AuthorsVilla-Pérez, Pablo
AdvisorCózar-Castellano, Irene CSIC ORCID CVN
Issue Date2018
PublisherUniversidad de Valladolid
AbstractInsulin degrading enzyme (IDE) is a ubiquitously expressed zinc-metalloprotease that is one of the principal enzymes involved in the degradation and clearance of insulin, in addition to glucagon, amylin and the amyloid-β protein (Aβ). Several polymorphisms of the gen IDE are associated with risk for type 2 diabetes mellitus (T2DM) in humans, whereas hepatic insulin clearance is reduced in T2DM patients. Although strongly contributing to insulin clearance in vivo, the specific role of IDE in the liver -the primary site of plasma insulin clearance- remain unclear. The aim of our study is to decipher the role of IDE in hepatic insulin signaling and its impact on whole-body glucose metabolism and insulin clearance. To ablate IDE selectively in hepatocytes, mice homozygous for a floxed IDE allele were intercrossed with albumin-Cre mice (hereafter L-IDE-KO). Metabolic studies were performed in 1 and 3-months old mice to analyze plasma levels of fasting and non-fasting glucose, insulin, glucagon, triglycerides, cholesterol, amylin, Aβ-40 and their body weight. Likewise, intraperitoneal glucose, insulin and pyruvate tolerance test and hepatic plasma insulin clearance were assessed. To analyze hepatic insulin signaling, fasted mice were injected intraperitoneally with Insulin (0,75U/Kg) 10 minutes before were sacrificed. Afterwards, liver samples were examined by western blot for levels of total and phosphorilated insulin receptor (IR), protein kinase B (AKT1 and AKT2), glycogen synthase kinase 3 (GSK3), glycogen synthase (GS), forkhead box protein O1 (FoXO1) and IDE. L-IDE-KO male mice showed hyperglycaemia, glucose intolerance and insulin resistance. These changes were not associated with augmented food intake, body weight or plasma insulin levels. Surprisingly, hepatic plasma insulin clearance was similar between L-IDE-KO and WT mice.

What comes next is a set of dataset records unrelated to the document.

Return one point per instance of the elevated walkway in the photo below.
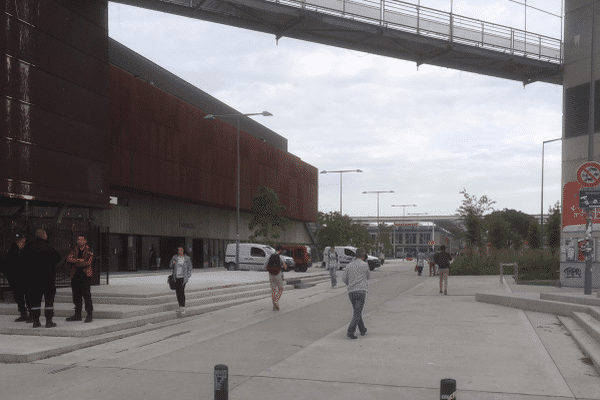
(389, 28)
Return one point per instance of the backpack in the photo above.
(274, 264)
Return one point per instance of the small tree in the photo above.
(533, 235)
(266, 220)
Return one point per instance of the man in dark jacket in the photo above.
(14, 271)
(443, 260)
(41, 263)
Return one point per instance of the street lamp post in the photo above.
(237, 204)
(542, 206)
(378, 192)
(403, 217)
(341, 172)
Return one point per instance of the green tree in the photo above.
(267, 221)
(533, 235)
(553, 228)
(498, 232)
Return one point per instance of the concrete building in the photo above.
(97, 139)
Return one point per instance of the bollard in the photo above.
(448, 389)
(221, 382)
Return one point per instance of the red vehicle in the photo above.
(300, 255)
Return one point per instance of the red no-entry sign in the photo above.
(588, 174)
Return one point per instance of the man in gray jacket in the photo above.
(355, 276)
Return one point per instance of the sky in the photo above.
(425, 133)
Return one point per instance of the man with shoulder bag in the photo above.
(275, 266)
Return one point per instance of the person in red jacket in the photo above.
(81, 259)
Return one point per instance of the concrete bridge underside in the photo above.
(297, 21)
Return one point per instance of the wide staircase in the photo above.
(126, 310)
(579, 314)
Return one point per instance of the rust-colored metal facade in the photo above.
(161, 145)
(54, 88)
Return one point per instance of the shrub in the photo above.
(533, 264)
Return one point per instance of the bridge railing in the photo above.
(426, 21)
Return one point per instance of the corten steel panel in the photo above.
(32, 124)
(176, 152)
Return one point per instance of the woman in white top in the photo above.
(182, 271)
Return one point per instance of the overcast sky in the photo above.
(424, 133)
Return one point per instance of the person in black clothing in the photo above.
(80, 260)
(14, 271)
(41, 259)
(443, 259)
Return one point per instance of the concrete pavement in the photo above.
(415, 339)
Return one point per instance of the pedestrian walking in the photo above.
(420, 262)
(443, 259)
(182, 271)
(431, 263)
(80, 260)
(332, 264)
(15, 272)
(276, 266)
(41, 265)
(152, 258)
(356, 276)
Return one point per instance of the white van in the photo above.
(347, 253)
(253, 257)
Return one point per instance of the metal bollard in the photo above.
(221, 382)
(448, 389)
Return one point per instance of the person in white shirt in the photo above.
(356, 276)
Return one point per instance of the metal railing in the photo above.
(425, 21)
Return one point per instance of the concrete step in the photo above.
(589, 323)
(532, 302)
(105, 326)
(588, 345)
(574, 298)
(122, 311)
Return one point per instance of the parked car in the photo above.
(300, 255)
(348, 253)
(253, 257)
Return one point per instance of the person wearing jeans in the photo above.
(182, 271)
(356, 276)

Hepatic insulin resistance in L-IDE-KO mice was associated with reduced plasma membrane IR levels (≈30%), as well as reduced phosphorylation levels (≈55%), which induced reduced phosphorylation levels of AKT1 and AKT2 by ≈45%. In summary, we have revealed a new role for IDE in the regulation of hepatic insulin signaling. We hypothesize that IDE regulates IR recycling to the plasma membrane. Finally, our data demonstrate that IDE is not essential for hepatic plasma insulin clearance.
DescriptionPrograma de Doctorado en Investigación Biomédica por la Universidad de Valladolid.